5-Mais un élément va faire pencher la balance. En effet, le comité a souscrit une assurance en responsabilité civile pour l’accueil du public, alors que l’assurance de la partie aérienne de la manifestation est couverte par la Fédération Française de Vol Libre. C’est donc par le biais des assurances en responsabilité que la cour d’appel détermine le rôle de chacune des deux structures. La première prenant en charge la logistique de la manifestation et la seconde l’épreuve proprement sportive.
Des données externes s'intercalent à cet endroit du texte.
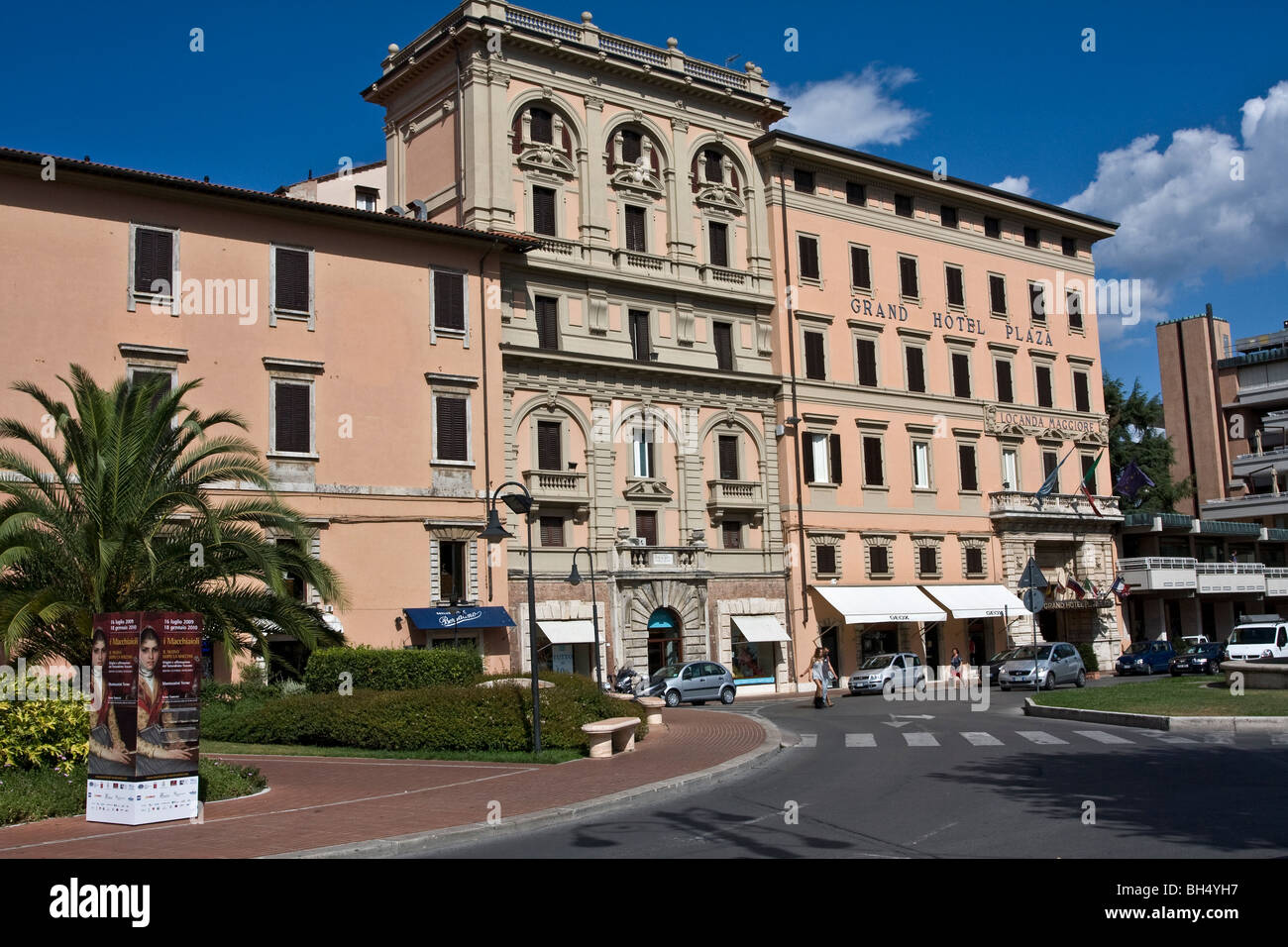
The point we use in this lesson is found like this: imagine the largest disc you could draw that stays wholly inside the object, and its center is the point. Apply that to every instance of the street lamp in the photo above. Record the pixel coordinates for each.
(494, 532)
(575, 579)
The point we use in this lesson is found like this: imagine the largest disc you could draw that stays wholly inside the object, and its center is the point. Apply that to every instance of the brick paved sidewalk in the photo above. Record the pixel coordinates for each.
(317, 801)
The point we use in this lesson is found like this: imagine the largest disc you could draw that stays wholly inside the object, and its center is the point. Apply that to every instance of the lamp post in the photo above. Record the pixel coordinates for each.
(494, 532)
(575, 579)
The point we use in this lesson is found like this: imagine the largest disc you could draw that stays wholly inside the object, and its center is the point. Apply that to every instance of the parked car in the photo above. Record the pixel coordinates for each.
(1145, 657)
(1198, 659)
(696, 682)
(887, 673)
(1044, 665)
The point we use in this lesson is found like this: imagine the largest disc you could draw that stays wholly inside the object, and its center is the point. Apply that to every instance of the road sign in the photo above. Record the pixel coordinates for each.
(1034, 599)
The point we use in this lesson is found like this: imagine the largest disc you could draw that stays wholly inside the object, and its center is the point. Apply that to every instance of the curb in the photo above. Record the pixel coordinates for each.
(1151, 722)
(436, 839)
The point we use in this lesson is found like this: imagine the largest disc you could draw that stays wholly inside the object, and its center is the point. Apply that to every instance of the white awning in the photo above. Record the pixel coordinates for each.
(760, 628)
(866, 604)
(568, 631)
(978, 600)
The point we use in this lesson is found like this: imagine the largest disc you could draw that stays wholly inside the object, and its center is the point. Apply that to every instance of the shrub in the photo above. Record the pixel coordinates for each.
(390, 671)
(442, 718)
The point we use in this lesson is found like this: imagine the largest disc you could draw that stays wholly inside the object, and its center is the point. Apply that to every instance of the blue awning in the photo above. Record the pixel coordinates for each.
(459, 618)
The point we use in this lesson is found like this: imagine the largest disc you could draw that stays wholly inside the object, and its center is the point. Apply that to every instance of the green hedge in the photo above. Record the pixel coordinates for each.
(390, 671)
(447, 716)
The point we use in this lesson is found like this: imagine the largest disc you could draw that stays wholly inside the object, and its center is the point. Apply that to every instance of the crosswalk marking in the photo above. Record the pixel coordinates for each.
(1102, 737)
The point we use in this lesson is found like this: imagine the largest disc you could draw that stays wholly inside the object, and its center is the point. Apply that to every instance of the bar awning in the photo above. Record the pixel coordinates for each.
(867, 604)
(977, 600)
(760, 628)
(568, 631)
(462, 618)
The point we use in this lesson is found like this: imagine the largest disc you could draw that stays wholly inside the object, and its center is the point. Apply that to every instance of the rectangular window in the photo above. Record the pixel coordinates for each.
(450, 440)
(292, 431)
(961, 375)
(549, 446)
(909, 282)
(548, 322)
(645, 527)
(861, 268)
(291, 273)
(914, 357)
(867, 351)
(552, 531)
(642, 347)
(717, 236)
(997, 294)
(815, 367)
(1081, 392)
(1043, 379)
(1005, 382)
(921, 466)
(635, 224)
(966, 464)
(956, 286)
(449, 302)
(807, 263)
(722, 338)
(874, 468)
(544, 211)
(728, 457)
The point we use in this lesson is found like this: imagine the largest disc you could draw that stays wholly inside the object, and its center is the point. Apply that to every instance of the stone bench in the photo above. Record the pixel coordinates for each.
(614, 735)
(653, 705)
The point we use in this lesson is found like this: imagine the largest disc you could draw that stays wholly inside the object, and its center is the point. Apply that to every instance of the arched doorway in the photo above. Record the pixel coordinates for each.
(665, 639)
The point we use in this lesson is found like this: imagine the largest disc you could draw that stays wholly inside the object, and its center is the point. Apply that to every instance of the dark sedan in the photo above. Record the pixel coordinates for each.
(1199, 659)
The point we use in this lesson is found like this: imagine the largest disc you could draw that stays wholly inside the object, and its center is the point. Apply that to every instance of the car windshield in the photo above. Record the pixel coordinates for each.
(1025, 654)
(1260, 634)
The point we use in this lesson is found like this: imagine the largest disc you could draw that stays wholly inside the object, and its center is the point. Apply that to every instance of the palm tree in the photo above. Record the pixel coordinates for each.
(124, 521)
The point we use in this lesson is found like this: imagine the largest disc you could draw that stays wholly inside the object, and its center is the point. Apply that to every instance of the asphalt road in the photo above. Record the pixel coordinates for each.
(874, 779)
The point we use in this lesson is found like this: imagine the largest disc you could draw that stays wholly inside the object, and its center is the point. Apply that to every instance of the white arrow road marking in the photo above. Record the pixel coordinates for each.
(1041, 738)
(919, 738)
(1102, 737)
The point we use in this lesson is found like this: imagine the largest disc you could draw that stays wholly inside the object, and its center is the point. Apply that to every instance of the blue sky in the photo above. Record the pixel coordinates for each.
(1001, 90)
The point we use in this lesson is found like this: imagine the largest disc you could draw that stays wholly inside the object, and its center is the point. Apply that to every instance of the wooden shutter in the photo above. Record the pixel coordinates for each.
(450, 300)
(548, 322)
(292, 419)
(915, 368)
(728, 458)
(724, 346)
(154, 260)
(450, 416)
(867, 363)
(861, 268)
(292, 279)
(549, 446)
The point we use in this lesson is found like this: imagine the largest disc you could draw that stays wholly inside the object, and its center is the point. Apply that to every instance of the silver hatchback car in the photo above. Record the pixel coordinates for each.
(695, 682)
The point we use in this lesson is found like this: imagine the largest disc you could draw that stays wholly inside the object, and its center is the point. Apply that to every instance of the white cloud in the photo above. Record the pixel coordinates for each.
(1017, 185)
(1184, 211)
(853, 111)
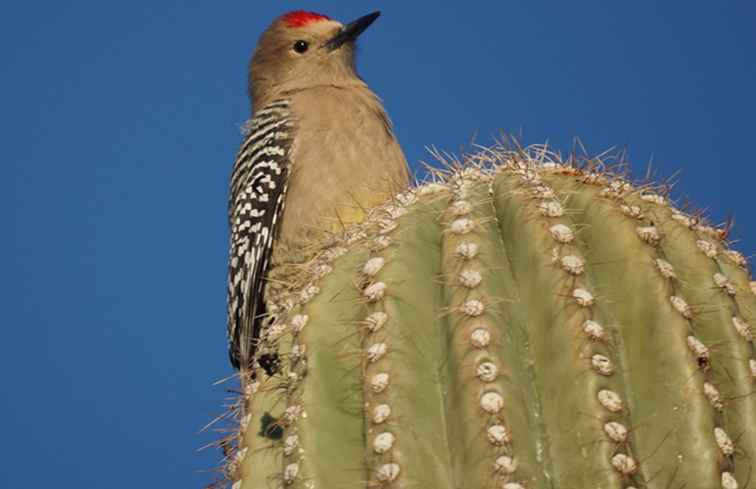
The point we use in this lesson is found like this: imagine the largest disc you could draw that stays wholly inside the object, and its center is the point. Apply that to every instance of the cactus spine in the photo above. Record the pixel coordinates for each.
(522, 323)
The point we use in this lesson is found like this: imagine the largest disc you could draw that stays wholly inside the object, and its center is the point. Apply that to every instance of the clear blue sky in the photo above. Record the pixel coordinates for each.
(119, 122)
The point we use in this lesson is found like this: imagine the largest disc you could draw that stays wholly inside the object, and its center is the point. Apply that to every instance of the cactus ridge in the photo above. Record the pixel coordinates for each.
(520, 322)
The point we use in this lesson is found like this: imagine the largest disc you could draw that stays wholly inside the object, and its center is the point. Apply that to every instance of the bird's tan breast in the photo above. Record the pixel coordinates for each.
(344, 158)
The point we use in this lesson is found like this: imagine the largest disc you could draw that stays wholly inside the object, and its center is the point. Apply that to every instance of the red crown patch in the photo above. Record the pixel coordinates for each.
(299, 18)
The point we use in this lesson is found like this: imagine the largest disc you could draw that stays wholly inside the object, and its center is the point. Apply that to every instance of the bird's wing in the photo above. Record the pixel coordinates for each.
(256, 200)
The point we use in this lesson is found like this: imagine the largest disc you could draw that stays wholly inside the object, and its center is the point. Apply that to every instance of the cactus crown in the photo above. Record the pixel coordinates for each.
(520, 321)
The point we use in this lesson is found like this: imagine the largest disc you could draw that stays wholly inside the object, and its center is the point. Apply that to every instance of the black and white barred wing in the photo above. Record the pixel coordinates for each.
(257, 191)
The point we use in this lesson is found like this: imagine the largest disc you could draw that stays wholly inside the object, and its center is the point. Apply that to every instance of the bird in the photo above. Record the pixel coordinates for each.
(318, 149)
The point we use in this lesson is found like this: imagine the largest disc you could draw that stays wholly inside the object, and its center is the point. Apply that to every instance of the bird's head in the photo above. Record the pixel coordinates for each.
(301, 50)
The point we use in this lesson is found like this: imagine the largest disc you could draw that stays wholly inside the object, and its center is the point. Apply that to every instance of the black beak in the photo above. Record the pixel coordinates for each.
(351, 31)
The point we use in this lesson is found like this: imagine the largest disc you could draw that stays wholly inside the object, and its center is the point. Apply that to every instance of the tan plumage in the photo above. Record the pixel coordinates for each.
(337, 155)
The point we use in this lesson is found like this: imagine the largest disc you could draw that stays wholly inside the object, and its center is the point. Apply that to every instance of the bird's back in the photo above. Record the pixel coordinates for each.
(344, 159)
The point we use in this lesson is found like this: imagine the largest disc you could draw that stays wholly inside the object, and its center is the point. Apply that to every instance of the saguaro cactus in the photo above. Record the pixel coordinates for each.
(521, 323)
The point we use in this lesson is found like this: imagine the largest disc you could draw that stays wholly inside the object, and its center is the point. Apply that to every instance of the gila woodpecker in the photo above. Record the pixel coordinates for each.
(318, 149)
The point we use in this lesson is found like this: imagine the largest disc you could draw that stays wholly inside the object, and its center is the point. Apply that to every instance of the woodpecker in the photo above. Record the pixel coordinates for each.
(318, 148)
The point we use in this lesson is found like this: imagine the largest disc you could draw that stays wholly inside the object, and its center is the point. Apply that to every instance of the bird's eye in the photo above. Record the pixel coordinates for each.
(301, 46)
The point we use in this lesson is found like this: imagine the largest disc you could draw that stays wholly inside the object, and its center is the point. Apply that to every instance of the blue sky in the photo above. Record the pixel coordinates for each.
(119, 124)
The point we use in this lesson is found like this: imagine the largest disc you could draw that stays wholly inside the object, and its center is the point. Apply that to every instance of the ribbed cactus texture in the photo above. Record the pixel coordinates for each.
(520, 323)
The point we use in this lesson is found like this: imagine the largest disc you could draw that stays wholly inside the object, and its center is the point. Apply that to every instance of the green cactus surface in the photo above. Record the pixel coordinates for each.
(521, 322)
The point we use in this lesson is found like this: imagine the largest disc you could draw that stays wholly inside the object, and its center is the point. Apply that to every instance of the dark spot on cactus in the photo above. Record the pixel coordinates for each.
(270, 363)
(270, 427)
(703, 363)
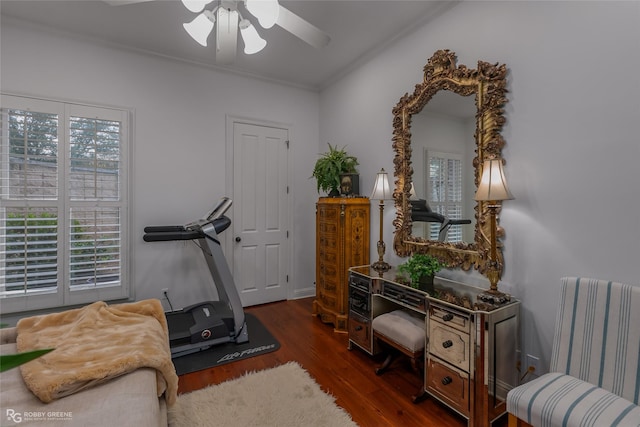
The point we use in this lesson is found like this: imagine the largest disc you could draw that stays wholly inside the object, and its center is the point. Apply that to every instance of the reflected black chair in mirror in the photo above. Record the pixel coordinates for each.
(421, 211)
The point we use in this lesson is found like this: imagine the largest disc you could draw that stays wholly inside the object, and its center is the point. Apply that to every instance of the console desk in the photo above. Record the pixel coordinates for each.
(471, 349)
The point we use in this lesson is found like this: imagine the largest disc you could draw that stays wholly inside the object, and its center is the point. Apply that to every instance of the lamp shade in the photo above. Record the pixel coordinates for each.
(381, 189)
(266, 11)
(200, 28)
(493, 185)
(412, 193)
(253, 43)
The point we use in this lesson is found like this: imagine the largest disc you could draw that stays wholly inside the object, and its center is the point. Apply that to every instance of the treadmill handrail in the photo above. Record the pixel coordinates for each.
(179, 232)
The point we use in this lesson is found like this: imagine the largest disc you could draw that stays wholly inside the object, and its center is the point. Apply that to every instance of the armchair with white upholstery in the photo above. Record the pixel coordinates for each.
(594, 375)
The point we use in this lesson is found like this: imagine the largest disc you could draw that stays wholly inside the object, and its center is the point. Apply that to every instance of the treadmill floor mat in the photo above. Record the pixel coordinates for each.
(260, 342)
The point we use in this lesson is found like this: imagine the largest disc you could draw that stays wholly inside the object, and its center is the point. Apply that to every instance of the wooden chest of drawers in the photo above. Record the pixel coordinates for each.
(342, 241)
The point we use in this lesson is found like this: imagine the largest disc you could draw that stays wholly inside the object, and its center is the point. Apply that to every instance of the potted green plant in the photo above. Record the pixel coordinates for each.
(421, 268)
(330, 166)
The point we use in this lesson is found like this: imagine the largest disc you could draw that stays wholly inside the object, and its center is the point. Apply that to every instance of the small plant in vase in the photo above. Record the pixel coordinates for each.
(421, 268)
(330, 166)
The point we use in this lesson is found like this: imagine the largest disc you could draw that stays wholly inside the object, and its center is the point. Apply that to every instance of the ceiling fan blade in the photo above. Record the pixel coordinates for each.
(226, 36)
(124, 2)
(302, 29)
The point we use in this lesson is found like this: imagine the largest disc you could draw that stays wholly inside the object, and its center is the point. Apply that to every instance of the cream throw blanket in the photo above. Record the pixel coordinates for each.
(94, 344)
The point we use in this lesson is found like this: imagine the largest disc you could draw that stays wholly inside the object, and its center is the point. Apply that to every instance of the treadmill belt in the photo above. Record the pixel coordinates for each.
(260, 342)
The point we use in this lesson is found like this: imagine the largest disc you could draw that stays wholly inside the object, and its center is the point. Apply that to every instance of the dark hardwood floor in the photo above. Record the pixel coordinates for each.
(348, 375)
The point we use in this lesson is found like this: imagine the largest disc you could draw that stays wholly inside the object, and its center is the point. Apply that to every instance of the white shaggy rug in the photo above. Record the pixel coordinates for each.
(284, 396)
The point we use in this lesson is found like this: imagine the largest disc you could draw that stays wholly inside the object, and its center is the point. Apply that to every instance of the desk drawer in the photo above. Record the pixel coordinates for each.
(360, 331)
(450, 345)
(449, 385)
(405, 295)
(452, 318)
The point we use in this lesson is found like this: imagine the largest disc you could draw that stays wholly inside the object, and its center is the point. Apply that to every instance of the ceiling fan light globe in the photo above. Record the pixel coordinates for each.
(195, 6)
(200, 28)
(266, 11)
(253, 43)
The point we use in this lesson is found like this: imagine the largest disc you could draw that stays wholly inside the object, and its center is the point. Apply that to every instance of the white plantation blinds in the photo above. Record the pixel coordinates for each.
(444, 191)
(64, 203)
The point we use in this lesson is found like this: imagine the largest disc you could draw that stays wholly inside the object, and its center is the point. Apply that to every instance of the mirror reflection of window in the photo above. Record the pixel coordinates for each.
(444, 192)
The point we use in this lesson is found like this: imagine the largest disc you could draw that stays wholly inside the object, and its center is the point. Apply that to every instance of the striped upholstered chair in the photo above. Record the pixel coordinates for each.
(594, 377)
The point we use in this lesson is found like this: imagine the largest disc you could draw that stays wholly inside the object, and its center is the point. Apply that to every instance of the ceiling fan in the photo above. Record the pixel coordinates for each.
(229, 19)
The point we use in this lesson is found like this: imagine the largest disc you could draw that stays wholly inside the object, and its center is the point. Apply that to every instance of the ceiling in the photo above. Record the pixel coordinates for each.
(358, 29)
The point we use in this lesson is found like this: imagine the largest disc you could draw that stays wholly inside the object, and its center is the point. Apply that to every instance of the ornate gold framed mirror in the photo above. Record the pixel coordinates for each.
(487, 84)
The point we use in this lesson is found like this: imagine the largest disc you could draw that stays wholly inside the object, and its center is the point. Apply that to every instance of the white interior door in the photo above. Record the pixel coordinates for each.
(260, 213)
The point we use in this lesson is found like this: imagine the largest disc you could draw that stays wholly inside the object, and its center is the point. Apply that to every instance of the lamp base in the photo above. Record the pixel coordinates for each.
(381, 266)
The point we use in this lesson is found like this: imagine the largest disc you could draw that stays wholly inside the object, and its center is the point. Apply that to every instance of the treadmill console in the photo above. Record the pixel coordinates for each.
(223, 205)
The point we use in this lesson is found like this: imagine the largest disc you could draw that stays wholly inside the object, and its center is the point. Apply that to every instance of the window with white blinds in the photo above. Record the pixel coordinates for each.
(444, 191)
(64, 210)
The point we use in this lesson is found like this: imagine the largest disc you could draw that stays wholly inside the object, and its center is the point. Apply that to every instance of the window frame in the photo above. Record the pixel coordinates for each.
(63, 295)
(443, 207)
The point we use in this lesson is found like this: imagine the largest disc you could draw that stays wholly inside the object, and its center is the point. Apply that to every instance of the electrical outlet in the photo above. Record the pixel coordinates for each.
(534, 362)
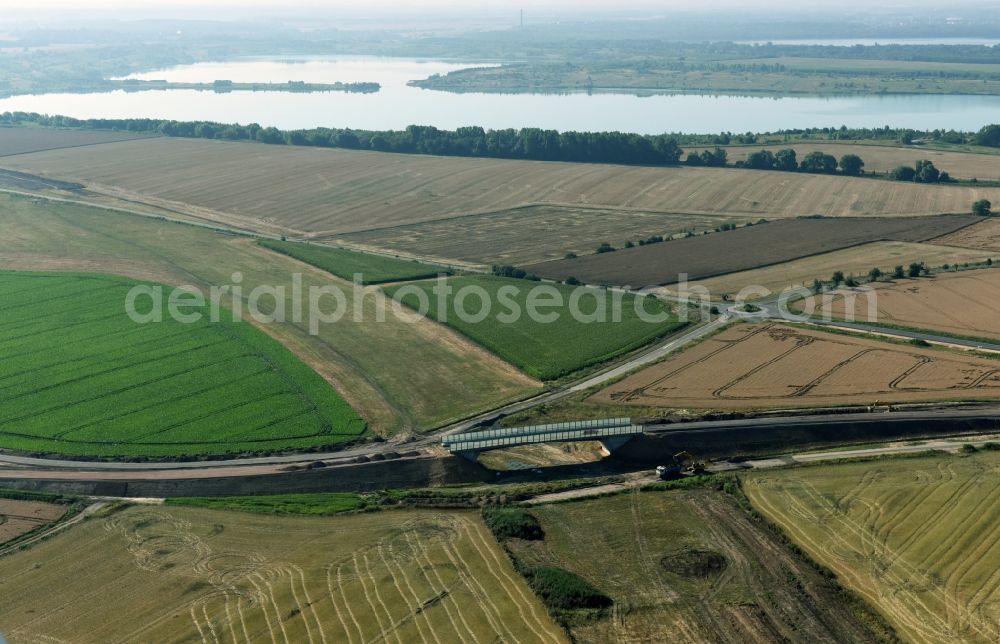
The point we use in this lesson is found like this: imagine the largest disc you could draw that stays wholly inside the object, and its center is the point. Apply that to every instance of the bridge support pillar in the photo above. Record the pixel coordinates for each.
(612, 443)
(470, 455)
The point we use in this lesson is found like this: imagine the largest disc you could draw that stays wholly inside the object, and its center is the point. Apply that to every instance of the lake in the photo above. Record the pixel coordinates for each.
(398, 105)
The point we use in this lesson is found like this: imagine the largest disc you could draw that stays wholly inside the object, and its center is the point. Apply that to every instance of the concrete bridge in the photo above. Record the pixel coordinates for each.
(612, 433)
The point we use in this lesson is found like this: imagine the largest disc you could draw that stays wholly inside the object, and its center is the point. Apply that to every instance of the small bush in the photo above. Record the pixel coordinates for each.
(564, 590)
(513, 523)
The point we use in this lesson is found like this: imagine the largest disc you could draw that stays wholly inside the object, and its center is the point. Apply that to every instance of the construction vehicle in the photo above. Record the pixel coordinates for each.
(685, 464)
(690, 466)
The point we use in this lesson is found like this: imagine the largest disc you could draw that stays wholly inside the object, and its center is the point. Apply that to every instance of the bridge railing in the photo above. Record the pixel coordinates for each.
(473, 442)
(504, 432)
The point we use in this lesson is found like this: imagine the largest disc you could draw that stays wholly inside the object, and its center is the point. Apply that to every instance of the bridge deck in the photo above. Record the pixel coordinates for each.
(554, 433)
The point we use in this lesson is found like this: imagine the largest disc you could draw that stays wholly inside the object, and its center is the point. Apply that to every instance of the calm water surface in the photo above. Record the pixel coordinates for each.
(399, 105)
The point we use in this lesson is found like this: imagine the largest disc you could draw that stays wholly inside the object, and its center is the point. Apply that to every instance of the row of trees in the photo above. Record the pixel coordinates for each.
(525, 143)
(816, 162)
(923, 172)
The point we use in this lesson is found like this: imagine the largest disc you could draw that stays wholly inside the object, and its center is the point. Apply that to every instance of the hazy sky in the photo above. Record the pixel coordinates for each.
(467, 5)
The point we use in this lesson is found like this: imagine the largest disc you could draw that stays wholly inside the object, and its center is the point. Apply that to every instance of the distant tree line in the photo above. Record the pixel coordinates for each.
(816, 162)
(922, 172)
(525, 143)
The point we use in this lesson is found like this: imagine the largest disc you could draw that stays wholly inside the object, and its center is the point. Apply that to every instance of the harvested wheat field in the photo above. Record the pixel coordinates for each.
(882, 159)
(22, 140)
(687, 566)
(771, 365)
(531, 234)
(302, 190)
(21, 517)
(960, 303)
(916, 538)
(182, 574)
(858, 260)
(745, 248)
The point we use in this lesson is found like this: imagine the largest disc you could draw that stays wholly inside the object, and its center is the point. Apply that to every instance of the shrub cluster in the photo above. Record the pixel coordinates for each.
(564, 590)
(513, 523)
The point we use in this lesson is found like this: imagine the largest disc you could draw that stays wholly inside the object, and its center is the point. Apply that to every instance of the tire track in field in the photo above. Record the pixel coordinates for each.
(419, 551)
(802, 341)
(643, 391)
(857, 580)
(899, 574)
(512, 583)
(336, 606)
(490, 610)
(412, 602)
(347, 603)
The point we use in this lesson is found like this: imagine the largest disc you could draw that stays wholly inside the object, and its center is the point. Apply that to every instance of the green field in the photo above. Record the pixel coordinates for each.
(373, 269)
(915, 537)
(79, 377)
(384, 370)
(542, 350)
(318, 504)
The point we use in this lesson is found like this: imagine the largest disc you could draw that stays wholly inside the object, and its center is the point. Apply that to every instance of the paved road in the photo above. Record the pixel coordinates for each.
(769, 312)
(640, 479)
(268, 464)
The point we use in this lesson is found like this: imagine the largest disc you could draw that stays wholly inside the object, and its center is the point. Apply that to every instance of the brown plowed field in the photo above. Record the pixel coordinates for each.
(326, 191)
(21, 140)
(982, 236)
(881, 159)
(753, 366)
(857, 260)
(963, 303)
(20, 517)
(745, 249)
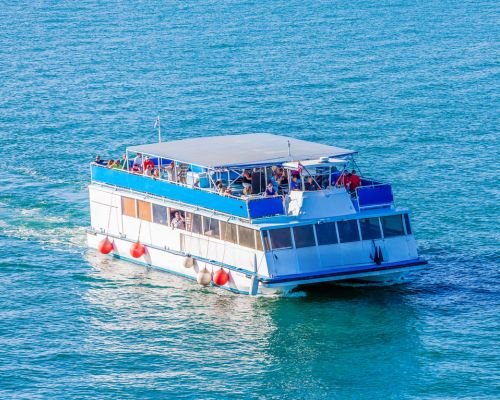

L’accident était en rapport avec l’organisation matérielle de la manifestation et non le déroulement des épreuves, c’est donc, en toute logique, la responsabilité de ce comité qui était en cause. Seulement, n’ayant pas été déclaré, il n’était qu’une « association de fait ». Si les dirigeants ne répondent pas par principe de leur responsabilité, c’est qu’ils agissent pour leur compte de l’association en qualité de représentants. Ils bénéficient donc de l’écran que constitue la personnalité morale. Ce n’est que dans le cas où ils commettraient une faute personnelle « séparable de leur fonction »[1]qu’ils en répondraient à titre personnel. Mais quand il n’y a pas l’écran de la personne morale, ce qui est le cas des associations de fait, c’est la responsabilité du dirigeant lui-même qui est retenue. C’est la conclusion à laquelle aboutit la cour d’appel après avoir relevé qu’il devait être qualifié d’organisateur de la manifestation aérienne en sa qualité de représentant du comité.
Notes:
[1] Civ 2, 19 févr. 1997, n° : 95-11959. Civ 2, 17 févr. 2011. C’est le cas de ceux qui se rendent coupables de fautes de gestion ou d’abus de fonction.